Machine Unlearning in 2024
๐ Abstract
The article discusses the concept of "machine unlearning" - the process of removing the influences of training data from a trained machine learning model. It covers the motivations, forms, and evaluation of machine unlearning, with a focus on its application to large language models.
๐ Q&A
[01] A bit of history & motivations for unlearning
1. What are the two main motivations for machine unlearning discussed in the article? The article discusses two main motivations for machine unlearning:
- Access revocation: Removing private or copyrighted data that was used to train the model, in order to comply with regulations like the "right-to-be-forgotten".
- Model correction & editing: Removing undesirable content like toxicity, bias, or dangerous knowledge from the model.
2. What are some of the challenges in implementing access revocation through unlearning? Some key challenges include:
- Data trained into a model is like "consumables" that can't simply be "returned" after consumption.
- Data may be non-fungible (e.g. personal chat history) and have financial/control interests.
- Proving that unlearning has actually occurred is difficult.
3. How does the article suggest addressing the challenges of access revocation? The article suggests some potential solutions:
- Periodic retraining of the base model to batch-satisfy unlearning requests.
- Socio-technical solutions where policymakers mandate periodic retraining and set economically viable deadlines.
- Exploring data markets where data owners are properly compensated, reducing the need for unlearning requests.
[02] Forms of unlearning
1. What are the different forms of unlearning discussed in the article? The article categorizes unlearning techniques into the following forms:
- Exact unlearning
- "Unlearning" via differential privacy
- Empirical unlearning with known example space ("example unlearning")
- Empirical unlearning with unknown example space ("concept/knowledge unlearning")
- Just asking the model to pretend to unlearn
2. What are the key benefits and drawbacks of exact unlearning techniques like SISA? Benefits:
- The algorithm itself serves as the proof of unlearning.
- Turns unlearning into an accuracy/efficiency problem.
- Provides better interpretability by design.
Drawbacks:
- May not scale well to modern large models due to the need for excessive data and model sharding.
3. What are the main considerations and limitations of using differential privacy for unlearning?
- Many DP-based unlearning results only apply to convex models or losses.
- It's unclear what levels of unlearning (DP parameters) are sufficient.
- DP-like procedures may hurt model accuracy significantly.
- DP-like definitions assume equal importance of all data points, but some examples are more likely to receive unlearning requests.
- The guarantees can degrade quickly with more unlearning requests.
[03] Evaluating unlearning
1. What are the key aspects that need to be evaluated for unlearning? The article discusses three key aspects of unlearning that need to be evaluated:
- Efficiency: How fast is the unlearning algorithm compared to retraining?
- Model utility: Does unlearning harm performance on the retained data or orthogonal tasks?
- Forgetting quality: How much of the "forgotten" data is actually unlearned?
2. What are some of the challenges in evaluating the forgetting quality of unlearning? The main challenges include:
- If the forgotten examples are not clearly specified, it's unclear how to measure if they have been truly unlearned.

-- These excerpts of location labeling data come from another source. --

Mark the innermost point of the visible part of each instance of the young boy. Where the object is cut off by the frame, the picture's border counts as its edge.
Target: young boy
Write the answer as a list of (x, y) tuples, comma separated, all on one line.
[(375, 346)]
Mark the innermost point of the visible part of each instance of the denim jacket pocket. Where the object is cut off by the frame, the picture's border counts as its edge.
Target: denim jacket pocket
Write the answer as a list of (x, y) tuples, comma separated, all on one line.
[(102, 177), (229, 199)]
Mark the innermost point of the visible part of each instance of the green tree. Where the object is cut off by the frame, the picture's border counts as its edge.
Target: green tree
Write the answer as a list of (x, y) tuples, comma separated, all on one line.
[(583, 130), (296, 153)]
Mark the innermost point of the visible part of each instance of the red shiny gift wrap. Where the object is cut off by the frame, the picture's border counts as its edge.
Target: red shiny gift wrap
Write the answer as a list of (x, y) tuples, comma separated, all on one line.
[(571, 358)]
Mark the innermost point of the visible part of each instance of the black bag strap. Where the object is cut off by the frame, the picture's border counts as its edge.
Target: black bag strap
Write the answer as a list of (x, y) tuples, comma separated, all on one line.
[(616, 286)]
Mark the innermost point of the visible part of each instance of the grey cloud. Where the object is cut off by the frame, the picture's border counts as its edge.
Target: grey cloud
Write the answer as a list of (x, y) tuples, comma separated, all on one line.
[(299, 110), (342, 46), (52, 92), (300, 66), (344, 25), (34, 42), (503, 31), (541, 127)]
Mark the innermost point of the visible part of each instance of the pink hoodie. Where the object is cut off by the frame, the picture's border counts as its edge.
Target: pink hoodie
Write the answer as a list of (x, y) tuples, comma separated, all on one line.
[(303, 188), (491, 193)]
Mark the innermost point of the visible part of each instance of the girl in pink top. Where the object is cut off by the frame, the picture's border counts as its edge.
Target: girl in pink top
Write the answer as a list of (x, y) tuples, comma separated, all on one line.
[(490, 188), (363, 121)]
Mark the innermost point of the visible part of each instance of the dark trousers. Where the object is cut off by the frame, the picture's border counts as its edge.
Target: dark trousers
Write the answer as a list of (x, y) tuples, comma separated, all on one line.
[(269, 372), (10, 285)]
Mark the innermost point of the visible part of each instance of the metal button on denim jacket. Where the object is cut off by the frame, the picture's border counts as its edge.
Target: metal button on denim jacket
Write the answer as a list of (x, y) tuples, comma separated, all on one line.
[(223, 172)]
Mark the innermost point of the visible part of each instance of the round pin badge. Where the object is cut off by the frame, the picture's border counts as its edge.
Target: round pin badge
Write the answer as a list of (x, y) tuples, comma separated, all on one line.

- Even with clearly specified forgotten examples, their generalization and entanglement with the retained knowledge makes it hard to evaluate.
- Lack of datasets and benchmarks, especially for evaluating unlearning on large language models.
3. How are recent benchmarks like TOFU and WMDP trying to address the unlearning evaluation challenges?
- TOFU focuses on unlearning individuals (e.g. book authors) by generating fake author profiles and evaluating the model's knowledge of these authors before/after unlearning.
- WMDP focuses on unlearning dangerous knowledge related to biosecurity, cybersecurity, and chemical security, using a multiple-choice question benchmark.
- These benchmarks move away from instance-level metrics and instead focus on the model's high-level knowledge retention and understanding, which is more relevant for large language models.
[04] Practice, pitfalls, and prospects of unlearning
1. What are some of the key challenges in unlearning more "fundamental" knowledge compared to "easy" data? As a piece of knowledge becomes more fundamental, it will have more associations with other knowledge, making its unlearning scope exponentially larger. This can make certain unlearning requests unsatisfiable without introducing contradictions and harming the model's utility.
2. How does the article discuss the role of unlearning in copyright protection? The article notes that while unlearning seems promising for copyright protection, there are many nuances:
- If the model's use of copyrighted content qualifies as "fair use", unlearning may not be necessary.
- There could be economic solutions like indemnification or pricing copyrighted data, rather than unlearning.
- Exact unlearning may be more promising, but legally binding auditing procedures need to be in place.
3. How does the article view unlearning in the context of AI safety? The article suggests that unlearning can be a useful post-training risk mitigation mechanism for AI safety, alongside other tools like alignment fine-tuning and content filters. It can be used to remove hazardous knowledge, biases, toxicity, or even power-seeking tendencies from models.